Limitations of encrypted DNS solutions

1. Encrypted DNS resolvers do not create anonymity

Using encrypted DNS resolvers simply does not create anonymity. That's it.

Users wishing to maintain anonymity should take operational security (OpSec) principles into account and use anonymizing services, such as the Tor network, appropriately.

2. “Hard-coded” DNS in a device can circumvent customizable DNS settings

For example, if you're running a local filtered DNS, it can be "avoided" by devices that are hard-coded to dodge DNS services that may block ads and/or telemetry.

Some devices running on your network may simply refuse to use the DNS provider that you've set, even on a network level. This is a growing trend for IoT devices, as many come with hard-coded DNS in their firmware and do not offer a way for the user to meaningfully customize them.

3. ISP can still see connection information

As mentioned previously, even if you do not use your ISP’s DNS servers, your ISP can still see connection information such as which IP addresses your devices connect to; they just wouldn't be providing the domain resolution.

ISPs can also capture clear text ClientHello messages sent prior to TLS handshakes between clients and web servers to collect user browsing history.

4. Requires some level of trust in the DNS service provider

Regardless of the DNS provider, some level of trust must exist between you and the provider. It’s near impossible to 100% validate a provider’s claims of no logging policies, though we can certainly scrutinize other elements such as privacy policies, logging policies, and other known data practices of a provider.

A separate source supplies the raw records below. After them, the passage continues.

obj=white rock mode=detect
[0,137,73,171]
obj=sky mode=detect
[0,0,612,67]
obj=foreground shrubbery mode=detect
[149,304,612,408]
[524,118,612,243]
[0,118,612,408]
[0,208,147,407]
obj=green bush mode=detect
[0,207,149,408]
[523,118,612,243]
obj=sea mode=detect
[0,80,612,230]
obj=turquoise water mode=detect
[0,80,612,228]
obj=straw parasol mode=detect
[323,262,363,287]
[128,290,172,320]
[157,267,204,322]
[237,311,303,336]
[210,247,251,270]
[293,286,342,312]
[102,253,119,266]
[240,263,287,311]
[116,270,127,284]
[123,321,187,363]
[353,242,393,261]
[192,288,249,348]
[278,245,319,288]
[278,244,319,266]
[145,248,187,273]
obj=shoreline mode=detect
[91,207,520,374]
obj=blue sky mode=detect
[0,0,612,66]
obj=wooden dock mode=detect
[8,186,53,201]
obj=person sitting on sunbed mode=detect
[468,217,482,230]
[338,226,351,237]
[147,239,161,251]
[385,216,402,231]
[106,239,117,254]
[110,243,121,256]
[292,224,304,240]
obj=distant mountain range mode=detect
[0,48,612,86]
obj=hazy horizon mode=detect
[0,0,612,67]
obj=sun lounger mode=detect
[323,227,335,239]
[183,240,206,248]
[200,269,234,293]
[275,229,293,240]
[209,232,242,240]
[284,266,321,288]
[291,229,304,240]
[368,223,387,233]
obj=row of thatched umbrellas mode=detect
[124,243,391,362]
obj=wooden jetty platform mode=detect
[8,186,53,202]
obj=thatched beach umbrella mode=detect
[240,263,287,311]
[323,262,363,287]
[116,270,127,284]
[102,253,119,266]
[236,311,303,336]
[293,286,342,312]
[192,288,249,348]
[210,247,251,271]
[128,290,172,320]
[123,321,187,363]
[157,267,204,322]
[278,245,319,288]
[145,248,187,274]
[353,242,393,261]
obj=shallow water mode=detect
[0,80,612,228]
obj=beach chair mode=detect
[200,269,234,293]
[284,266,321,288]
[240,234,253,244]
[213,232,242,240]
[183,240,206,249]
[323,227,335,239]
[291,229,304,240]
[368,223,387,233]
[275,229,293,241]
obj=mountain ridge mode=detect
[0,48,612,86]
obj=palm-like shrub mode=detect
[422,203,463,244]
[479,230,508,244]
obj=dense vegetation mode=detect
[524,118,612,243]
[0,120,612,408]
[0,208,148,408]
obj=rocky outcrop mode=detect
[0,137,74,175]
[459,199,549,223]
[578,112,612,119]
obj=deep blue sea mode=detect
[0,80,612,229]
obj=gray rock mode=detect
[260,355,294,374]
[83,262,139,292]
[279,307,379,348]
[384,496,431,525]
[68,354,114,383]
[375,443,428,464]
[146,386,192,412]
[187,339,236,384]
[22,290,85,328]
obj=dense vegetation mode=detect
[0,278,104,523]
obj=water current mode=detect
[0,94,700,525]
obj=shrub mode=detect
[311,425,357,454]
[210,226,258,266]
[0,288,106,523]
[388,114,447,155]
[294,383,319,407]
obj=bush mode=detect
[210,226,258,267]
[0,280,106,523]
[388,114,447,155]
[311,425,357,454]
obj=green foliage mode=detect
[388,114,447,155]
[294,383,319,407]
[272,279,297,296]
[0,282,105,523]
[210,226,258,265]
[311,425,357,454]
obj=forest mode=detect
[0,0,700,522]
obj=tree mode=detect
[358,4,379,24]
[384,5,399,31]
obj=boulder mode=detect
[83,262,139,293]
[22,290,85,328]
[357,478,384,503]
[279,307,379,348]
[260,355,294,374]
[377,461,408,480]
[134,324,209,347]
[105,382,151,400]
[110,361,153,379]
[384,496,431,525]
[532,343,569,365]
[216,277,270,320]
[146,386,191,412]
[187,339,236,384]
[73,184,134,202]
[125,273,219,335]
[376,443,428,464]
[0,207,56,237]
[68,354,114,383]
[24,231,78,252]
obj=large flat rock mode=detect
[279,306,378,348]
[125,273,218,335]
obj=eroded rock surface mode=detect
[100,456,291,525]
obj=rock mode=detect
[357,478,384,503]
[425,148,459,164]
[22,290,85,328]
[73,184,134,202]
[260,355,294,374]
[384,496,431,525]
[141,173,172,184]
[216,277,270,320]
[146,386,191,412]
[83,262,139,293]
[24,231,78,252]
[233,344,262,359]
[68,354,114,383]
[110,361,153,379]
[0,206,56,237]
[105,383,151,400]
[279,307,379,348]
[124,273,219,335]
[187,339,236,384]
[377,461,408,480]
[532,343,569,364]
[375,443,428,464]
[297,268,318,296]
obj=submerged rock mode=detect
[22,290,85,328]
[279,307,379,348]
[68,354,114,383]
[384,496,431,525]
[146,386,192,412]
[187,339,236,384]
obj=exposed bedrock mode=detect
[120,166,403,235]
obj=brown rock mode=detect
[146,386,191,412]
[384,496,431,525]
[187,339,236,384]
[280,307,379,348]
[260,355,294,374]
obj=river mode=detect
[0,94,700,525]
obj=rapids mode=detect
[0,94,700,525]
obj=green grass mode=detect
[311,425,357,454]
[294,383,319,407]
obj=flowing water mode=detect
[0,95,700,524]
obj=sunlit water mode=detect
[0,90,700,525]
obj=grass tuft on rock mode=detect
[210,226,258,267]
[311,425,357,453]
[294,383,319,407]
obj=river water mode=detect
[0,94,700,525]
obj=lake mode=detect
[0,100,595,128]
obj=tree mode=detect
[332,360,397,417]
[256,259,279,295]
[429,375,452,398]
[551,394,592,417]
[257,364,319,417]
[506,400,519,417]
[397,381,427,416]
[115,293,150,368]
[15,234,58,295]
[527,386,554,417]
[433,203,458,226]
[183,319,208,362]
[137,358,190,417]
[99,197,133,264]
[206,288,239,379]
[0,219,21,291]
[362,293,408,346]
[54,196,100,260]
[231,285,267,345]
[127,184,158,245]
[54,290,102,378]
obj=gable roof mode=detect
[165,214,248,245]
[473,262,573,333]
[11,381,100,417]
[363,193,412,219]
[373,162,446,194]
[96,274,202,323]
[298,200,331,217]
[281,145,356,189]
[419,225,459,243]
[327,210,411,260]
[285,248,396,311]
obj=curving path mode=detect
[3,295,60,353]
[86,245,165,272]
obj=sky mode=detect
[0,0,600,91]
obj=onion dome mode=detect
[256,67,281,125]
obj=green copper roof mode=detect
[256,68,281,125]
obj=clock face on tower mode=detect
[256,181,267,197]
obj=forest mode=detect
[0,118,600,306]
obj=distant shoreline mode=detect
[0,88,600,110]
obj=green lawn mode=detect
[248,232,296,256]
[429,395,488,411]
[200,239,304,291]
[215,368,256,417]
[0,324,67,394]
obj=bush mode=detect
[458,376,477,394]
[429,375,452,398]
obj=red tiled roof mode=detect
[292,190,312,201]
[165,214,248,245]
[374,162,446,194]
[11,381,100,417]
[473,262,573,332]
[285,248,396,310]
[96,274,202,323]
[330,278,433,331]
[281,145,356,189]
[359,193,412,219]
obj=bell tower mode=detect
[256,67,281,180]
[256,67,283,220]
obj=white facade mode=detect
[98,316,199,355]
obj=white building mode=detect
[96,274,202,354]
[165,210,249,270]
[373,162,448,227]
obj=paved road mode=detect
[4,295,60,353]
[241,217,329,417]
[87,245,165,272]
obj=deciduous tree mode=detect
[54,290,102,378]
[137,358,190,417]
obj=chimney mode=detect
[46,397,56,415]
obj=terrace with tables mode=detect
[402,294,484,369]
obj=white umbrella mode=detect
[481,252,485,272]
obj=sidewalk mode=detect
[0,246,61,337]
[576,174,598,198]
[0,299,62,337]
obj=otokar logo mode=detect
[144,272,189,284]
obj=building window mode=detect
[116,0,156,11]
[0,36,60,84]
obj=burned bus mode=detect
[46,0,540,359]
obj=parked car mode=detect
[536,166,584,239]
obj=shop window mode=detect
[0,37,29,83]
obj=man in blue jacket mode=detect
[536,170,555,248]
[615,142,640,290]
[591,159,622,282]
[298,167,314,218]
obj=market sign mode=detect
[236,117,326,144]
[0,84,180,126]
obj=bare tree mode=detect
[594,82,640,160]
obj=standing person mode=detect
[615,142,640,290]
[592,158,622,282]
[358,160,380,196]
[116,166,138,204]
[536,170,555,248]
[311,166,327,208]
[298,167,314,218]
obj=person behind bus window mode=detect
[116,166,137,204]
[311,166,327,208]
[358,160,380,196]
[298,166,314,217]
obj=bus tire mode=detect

While self-hosting a DNS resolver for your network is certainly possible with software such as Unbound, you may still need to forward some queries to an upstream DNS provider - meaning there must still be some trust present.

Final thoughts

Using an encrypted DNS resolver is in the best interest of many people out there. Of those who desire adblocking functionality, an encrypted resolver with domain filtering capabilities is certainly ideal.

DNS-over-HTTPS, DNSSEC, and QNAME minimization contribute to DNS security and improving privacy in DNS - most privacy-friendly encrypted DNS server providers enable these technologies.

Encrypted DNS resolvers are great, but they do have their limitations. They don’t necessarily hide browsing traffic from an ISP and they do not provide any level of anonymity.

With that said, stay safe out there!